Houcine Anafal

Personal information
- Date of birth: 15 September 1952
- Place of birth: Kenitra, Morocco
- Date of death: 22 August 2012 (aged 59)
- Place of death: Mehdia, Morocco
- Position: Midfielder

Senior career*
- Years: Team / Apps / (Gls)
- –1974: KAC Kénitra
- 1974–1976: Rennes / 66 / (10)
- 1976–1979: KAC Kénitra
- 1979–1981: Rennes / 45 / (10)
- 1981–1983: Stade Quimpérois

International career
- 1973–1978: Morocco

= Houcine Anafal =

Moroccan footballer

Houcine Anafal (15 September 1952 – 22 August 2012) was a Moroccan professional footballer who played for clubs in Europe, including Stade Rennais F.C. as well as the Morocco national football team.

==Club career==
Born in Kenitra, Anafal played senior football with KAC Kénitra over two spells, winning the 1972–73 Botola with the club.

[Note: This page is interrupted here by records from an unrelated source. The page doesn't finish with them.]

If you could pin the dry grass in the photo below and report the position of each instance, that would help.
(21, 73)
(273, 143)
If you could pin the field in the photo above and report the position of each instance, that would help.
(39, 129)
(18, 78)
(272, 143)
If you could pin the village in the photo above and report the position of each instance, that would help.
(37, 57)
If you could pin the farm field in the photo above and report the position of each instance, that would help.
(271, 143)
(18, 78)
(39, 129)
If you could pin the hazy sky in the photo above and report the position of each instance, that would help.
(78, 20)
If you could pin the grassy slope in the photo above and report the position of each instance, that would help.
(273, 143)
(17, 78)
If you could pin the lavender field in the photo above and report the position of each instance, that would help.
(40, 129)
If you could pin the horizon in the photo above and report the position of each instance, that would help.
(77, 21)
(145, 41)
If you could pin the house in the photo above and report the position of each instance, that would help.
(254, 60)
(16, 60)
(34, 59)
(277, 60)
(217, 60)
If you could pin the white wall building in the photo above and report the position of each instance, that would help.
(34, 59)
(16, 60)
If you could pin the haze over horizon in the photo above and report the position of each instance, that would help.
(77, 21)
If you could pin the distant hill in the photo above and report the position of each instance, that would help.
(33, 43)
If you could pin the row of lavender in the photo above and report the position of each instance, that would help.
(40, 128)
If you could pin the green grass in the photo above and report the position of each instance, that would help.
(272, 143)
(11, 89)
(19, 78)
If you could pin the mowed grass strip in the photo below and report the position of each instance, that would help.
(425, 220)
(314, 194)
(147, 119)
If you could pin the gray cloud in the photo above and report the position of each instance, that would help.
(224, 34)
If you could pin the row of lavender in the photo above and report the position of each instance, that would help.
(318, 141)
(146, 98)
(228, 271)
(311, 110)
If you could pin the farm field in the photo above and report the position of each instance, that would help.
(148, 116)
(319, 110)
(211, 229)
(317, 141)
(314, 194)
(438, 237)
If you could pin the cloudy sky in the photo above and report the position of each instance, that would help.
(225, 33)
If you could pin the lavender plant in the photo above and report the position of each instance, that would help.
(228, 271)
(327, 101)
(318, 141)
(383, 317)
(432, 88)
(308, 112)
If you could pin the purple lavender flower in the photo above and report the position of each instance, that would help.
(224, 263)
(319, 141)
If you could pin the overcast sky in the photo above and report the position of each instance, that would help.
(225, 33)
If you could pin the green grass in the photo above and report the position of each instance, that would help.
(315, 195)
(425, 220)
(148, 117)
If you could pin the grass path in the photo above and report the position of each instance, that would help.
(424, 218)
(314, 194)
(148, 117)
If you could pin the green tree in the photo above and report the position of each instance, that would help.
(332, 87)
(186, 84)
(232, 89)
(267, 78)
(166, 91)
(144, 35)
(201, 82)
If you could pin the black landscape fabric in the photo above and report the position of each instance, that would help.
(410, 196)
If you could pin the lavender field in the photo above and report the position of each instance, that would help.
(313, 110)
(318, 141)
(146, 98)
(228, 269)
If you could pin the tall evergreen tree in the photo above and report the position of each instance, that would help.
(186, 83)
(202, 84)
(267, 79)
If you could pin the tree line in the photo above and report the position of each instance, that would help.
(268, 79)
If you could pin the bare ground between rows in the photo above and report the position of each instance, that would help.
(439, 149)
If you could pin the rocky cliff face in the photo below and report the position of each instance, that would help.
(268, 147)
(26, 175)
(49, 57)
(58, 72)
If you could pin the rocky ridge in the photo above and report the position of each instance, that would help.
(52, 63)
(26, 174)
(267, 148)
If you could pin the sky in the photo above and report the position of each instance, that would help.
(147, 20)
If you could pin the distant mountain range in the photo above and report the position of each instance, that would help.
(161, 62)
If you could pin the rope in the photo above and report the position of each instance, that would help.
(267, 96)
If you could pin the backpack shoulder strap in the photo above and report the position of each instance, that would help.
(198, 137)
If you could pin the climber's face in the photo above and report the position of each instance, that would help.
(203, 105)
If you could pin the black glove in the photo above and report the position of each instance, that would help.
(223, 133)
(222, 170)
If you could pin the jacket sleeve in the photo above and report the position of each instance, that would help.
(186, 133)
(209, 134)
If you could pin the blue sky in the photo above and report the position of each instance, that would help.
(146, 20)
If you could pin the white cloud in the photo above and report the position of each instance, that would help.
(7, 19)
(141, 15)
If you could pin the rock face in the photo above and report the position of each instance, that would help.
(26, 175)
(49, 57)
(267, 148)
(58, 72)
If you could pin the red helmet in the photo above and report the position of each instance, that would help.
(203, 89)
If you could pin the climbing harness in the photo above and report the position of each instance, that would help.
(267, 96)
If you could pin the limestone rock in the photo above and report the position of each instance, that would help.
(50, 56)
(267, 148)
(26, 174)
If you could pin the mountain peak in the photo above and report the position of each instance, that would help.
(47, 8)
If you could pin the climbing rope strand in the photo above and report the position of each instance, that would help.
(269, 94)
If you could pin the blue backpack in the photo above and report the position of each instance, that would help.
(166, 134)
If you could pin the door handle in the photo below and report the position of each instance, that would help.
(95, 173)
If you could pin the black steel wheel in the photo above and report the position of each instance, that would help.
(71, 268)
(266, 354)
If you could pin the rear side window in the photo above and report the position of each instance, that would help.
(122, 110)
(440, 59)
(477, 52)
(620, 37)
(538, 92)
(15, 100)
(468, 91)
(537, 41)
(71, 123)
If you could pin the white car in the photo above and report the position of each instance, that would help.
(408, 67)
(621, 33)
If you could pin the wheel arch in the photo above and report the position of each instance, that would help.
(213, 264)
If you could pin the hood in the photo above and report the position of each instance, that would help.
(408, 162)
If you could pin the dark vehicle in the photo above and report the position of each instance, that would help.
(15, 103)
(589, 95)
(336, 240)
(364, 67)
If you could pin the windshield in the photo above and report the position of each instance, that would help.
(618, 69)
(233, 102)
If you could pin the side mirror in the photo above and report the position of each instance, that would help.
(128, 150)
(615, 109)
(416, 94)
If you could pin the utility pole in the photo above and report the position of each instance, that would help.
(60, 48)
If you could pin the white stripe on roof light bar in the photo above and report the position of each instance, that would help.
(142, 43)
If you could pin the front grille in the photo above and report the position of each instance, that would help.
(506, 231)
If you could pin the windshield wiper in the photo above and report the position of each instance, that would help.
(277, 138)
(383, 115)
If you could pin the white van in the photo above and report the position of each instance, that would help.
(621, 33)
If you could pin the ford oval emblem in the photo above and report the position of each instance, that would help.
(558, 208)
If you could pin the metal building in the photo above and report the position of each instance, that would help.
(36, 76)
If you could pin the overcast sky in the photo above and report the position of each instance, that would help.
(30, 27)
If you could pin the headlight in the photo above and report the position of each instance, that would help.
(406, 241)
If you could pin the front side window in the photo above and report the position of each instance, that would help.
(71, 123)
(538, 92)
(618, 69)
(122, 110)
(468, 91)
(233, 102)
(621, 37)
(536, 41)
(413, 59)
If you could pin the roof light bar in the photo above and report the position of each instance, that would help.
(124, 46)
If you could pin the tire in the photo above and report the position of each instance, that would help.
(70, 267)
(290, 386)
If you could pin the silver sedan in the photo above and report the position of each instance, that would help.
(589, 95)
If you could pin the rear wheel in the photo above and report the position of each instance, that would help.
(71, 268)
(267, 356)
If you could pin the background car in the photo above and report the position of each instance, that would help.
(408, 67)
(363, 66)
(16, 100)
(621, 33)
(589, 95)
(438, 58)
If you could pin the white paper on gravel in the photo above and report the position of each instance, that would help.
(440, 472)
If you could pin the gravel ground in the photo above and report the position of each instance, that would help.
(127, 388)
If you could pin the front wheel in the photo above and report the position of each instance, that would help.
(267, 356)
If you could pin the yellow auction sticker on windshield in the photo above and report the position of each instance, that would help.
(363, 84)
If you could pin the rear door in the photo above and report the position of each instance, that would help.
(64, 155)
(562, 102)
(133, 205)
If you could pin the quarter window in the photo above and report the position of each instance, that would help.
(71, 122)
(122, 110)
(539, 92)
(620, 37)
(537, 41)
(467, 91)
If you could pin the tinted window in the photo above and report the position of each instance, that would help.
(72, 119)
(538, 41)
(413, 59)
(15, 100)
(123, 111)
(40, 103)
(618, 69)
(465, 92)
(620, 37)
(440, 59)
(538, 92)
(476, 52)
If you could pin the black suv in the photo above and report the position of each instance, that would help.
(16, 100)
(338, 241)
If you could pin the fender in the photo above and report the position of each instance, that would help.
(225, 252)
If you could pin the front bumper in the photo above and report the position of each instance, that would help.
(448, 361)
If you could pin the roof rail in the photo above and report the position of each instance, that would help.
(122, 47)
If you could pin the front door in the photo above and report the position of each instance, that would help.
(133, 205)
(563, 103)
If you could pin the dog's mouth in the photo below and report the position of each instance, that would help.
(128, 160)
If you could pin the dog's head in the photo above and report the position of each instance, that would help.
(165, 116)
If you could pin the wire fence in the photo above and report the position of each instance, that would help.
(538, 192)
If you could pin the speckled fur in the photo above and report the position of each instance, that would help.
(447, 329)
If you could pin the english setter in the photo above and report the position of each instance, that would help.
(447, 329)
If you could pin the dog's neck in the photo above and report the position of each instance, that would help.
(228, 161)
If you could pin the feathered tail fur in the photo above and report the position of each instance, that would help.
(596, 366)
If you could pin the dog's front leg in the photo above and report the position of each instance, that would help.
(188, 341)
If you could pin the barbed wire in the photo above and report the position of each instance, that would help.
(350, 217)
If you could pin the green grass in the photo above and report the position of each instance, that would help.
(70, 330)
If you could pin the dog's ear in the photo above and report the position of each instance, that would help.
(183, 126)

He also had two spells in France's Ligue 1 with Rennes, and one spell in Ligue 2 with Stade Quimpérois.

==International career==
Anafal made several appearances for the full Morocco national football team, including qualifying matches for the 1974 FIFA World Cup and 1978 FIFA World Cup. He also participated at the 1978 African Cup of Nations.